The districts and the county education office are seeking the additional funds through what’s called a “mandate test claim” in California. As described by the California Controller’s office (see page 14) these are claims from local K-12 agencies “that a specific statute or executive order imposes a new program or higher level of service in an existing program on a local agency or school district. In addition, test claims must allege that the new program or higher level of service imposes costs mandated by the state on a local agency or school district.”

These claims are filed with the state Commission on State Mandates. If this commission approves this test claim, it then determines the appropriate statewide amount owed by California government. Then the state legislature, the governor, and the state finance department decide when and how these additional funds are disbursed.

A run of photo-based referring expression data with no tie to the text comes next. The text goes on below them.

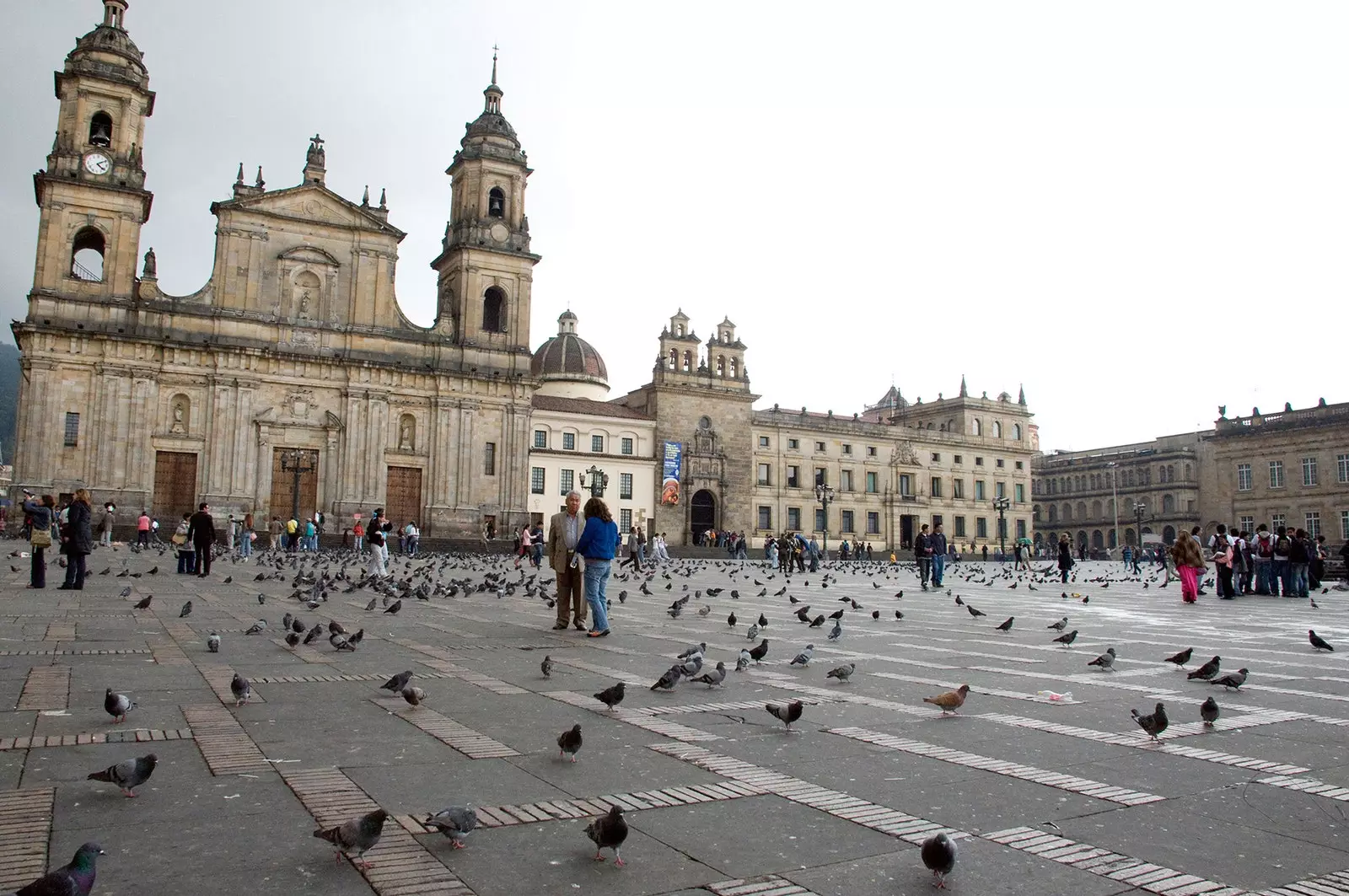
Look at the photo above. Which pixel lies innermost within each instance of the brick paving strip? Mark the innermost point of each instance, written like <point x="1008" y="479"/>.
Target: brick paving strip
<point x="1070" y="783"/>
<point x="632" y="716"/>
<point x="447" y="730"/>
<point x="24" y="830"/>
<point x="47" y="687"/>
<point x="223" y="743"/>
<point x="879" y="818"/>
<point x="1103" y="862"/>
<point x="400" y="865"/>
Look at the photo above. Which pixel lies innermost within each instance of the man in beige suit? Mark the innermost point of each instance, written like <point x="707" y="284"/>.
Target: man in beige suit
<point x="564" y="530"/>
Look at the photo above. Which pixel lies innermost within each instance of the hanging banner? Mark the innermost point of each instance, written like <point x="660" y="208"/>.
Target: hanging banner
<point x="669" y="471"/>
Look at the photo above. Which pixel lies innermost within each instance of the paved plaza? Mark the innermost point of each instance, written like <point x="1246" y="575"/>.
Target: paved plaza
<point x="1042" y="795"/>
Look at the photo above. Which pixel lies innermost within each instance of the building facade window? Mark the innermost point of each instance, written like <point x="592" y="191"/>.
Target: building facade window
<point x="1244" y="482"/>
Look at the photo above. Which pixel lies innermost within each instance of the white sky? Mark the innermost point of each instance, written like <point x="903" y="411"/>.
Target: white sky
<point x="1137" y="211"/>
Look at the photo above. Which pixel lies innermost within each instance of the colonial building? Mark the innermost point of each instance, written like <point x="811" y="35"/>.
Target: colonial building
<point x="1290" y="467"/>
<point x="1097" y="496"/>
<point x="293" y="354"/>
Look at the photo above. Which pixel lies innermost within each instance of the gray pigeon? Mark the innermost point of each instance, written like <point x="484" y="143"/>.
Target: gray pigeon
<point x="74" y="878"/>
<point x="454" y="822"/>
<point x="240" y="689"/>
<point x="570" y="741"/>
<point x="714" y="678"/>
<point x="357" y="835"/>
<point x="127" y="775"/>
<point x="1105" y="660"/>
<point x="939" y="857"/>
<point x="842" y="673"/>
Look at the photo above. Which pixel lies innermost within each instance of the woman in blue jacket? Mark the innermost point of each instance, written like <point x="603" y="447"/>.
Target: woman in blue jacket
<point x="598" y="543"/>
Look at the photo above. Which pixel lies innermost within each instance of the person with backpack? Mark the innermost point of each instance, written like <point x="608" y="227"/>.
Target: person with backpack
<point x="1281" y="568"/>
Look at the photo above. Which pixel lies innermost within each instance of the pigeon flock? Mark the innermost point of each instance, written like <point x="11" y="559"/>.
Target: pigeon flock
<point x="314" y="577"/>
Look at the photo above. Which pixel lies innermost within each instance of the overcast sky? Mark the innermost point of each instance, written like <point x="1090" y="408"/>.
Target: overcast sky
<point x="1137" y="211"/>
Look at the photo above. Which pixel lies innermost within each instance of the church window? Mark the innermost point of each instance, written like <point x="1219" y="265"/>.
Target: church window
<point x="100" y="130"/>
<point x="494" y="311"/>
<point x="87" y="255"/>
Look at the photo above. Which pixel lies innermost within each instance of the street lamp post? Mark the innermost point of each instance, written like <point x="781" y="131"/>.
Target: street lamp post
<point x="297" y="463"/>
<point x="825" y="496"/>
<point x="1002" y="507"/>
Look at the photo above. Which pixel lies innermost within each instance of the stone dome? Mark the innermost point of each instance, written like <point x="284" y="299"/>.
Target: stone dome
<point x="568" y="365"/>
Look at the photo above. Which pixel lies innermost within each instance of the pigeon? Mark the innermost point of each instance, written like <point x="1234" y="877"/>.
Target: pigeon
<point x="714" y="678"/>
<point x="1155" y="723"/>
<point x="1066" y="640"/>
<point x="74" y="878"/>
<point x="359" y="835"/>
<point x="1207" y="669"/>
<point x="609" y="831"/>
<point x="127" y="775"/>
<point x="842" y="673"/>
<point x="570" y="743"/>
<point x="458" y="821"/>
<point x="788" y="713"/>
<point x="1180" y="659"/>
<point x="240" y="689"/>
<point x="611" y="696"/>
<point x="668" y="680"/>
<point x="939" y="857"/>
<point x="1232" y="679"/>
<point x="1105" y="660"/>
<point x="950" y="700"/>
<point x="118" y="705"/>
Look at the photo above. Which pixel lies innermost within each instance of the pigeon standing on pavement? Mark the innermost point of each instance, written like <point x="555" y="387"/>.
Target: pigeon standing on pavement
<point x="939" y="857"/>
<point x="127" y="775"/>
<point x="357" y="835"/>
<point x="609" y="831"/>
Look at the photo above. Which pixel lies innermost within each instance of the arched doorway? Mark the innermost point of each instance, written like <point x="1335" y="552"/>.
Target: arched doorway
<point x="701" y="512"/>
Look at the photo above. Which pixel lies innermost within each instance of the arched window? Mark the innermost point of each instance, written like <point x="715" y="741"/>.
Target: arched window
<point x="100" y="130"/>
<point x="494" y="311"/>
<point x="87" y="255"/>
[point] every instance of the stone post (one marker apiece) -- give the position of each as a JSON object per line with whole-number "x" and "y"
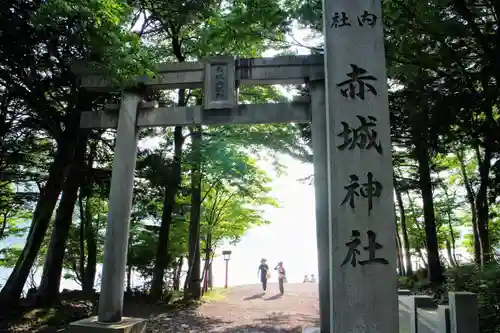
{"x": 120, "y": 204}
{"x": 361, "y": 218}
{"x": 444, "y": 319}
{"x": 464, "y": 317}
{"x": 418, "y": 302}
{"x": 318, "y": 133}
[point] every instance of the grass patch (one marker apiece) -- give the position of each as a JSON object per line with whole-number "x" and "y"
{"x": 216, "y": 294}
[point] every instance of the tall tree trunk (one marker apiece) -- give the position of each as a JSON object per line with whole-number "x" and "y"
{"x": 420, "y": 130}
{"x": 472, "y": 203}
{"x": 404, "y": 231}
{"x": 129, "y": 278}
{"x": 171, "y": 189}
{"x": 194, "y": 259}
{"x": 450, "y": 254}
{"x": 177, "y": 274}
{"x": 11, "y": 291}
{"x": 482, "y": 204}
{"x": 52, "y": 270}
{"x": 88, "y": 244}
{"x": 91, "y": 245}
{"x": 399, "y": 256}
{"x": 210, "y": 274}
{"x": 206, "y": 277}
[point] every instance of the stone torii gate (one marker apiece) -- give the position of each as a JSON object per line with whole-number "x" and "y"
{"x": 352, "y": 162}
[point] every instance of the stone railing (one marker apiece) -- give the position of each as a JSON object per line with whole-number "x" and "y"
{"x": 419, "y": 314}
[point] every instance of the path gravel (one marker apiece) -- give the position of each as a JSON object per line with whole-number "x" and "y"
{"x": 246, "y": 309}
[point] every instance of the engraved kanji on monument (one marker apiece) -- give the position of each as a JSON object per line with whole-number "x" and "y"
{"x": 220, "y": 87}
{"x": 360, "y": 185}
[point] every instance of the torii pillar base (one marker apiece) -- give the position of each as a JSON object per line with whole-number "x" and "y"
{"x": 91, "y": 325}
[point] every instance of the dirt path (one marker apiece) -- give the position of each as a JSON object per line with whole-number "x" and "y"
{"x": 245, "y": 309}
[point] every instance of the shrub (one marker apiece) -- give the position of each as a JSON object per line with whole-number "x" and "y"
{"x": 486, "y": 285}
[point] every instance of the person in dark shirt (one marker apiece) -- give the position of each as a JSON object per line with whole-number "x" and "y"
{"x": 264, "y": 273}
{"x": 281, "y": 276}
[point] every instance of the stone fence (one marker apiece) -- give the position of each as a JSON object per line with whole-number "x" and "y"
{"x": 419, "y": 314}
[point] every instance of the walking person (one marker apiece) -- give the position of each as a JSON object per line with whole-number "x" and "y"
{"x": 264, "y": 274}
{"x": 281, "y": 276}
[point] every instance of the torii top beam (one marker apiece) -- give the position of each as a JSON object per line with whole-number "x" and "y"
{"x": 260, "y": 71}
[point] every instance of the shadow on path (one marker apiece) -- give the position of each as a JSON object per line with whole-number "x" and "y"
{"x": 256, "y": 296}
{"x": 272, "y": 298}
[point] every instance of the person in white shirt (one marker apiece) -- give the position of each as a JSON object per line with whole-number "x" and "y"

“In Porterville, we were forced to hire three new technology specialists in order to properly equip and train our staff to administer the SBA,” John Snavely, Superintendent of Porterville USD, said in a CSBA statement released on Jan. 28 announcing the claim. “By not providing us with the necessary resources to implement the SBA, we are forced to forgo funding for other important programs.”

As I wrote about last year, in the last two state budgets, Gov. Jerry Brown, a Democrat, has approved funds totaling over $1.6 billion intended to help districts to implement the common core. Those funds could be used at districts’ discretion for everything from professional development to new technology resources. Some of that spending could in theory also help districts prepare for the new assessments.

But Josh Daniels, an attorney for CSBA, told me that while his group appreciates the funding increases California lawmakers have approved, including the additional aid in the Local Control Funding Formula lawmakers adopted in 2013, those don’t cover the state constitution’s requirement that the state can’t impose unfunded mandates on districts for new programs or additional services.

“If it institutes a mandate, like CAASSP, it must specifically allocate funds to fulfill that mandate. That’s what the state constitution requires,” Daniels told me.

He added that he expects the commission to take about a year before it issues a decision on the local agencies’ claim.

A version of this news article first appeared in the State EdWatch blog.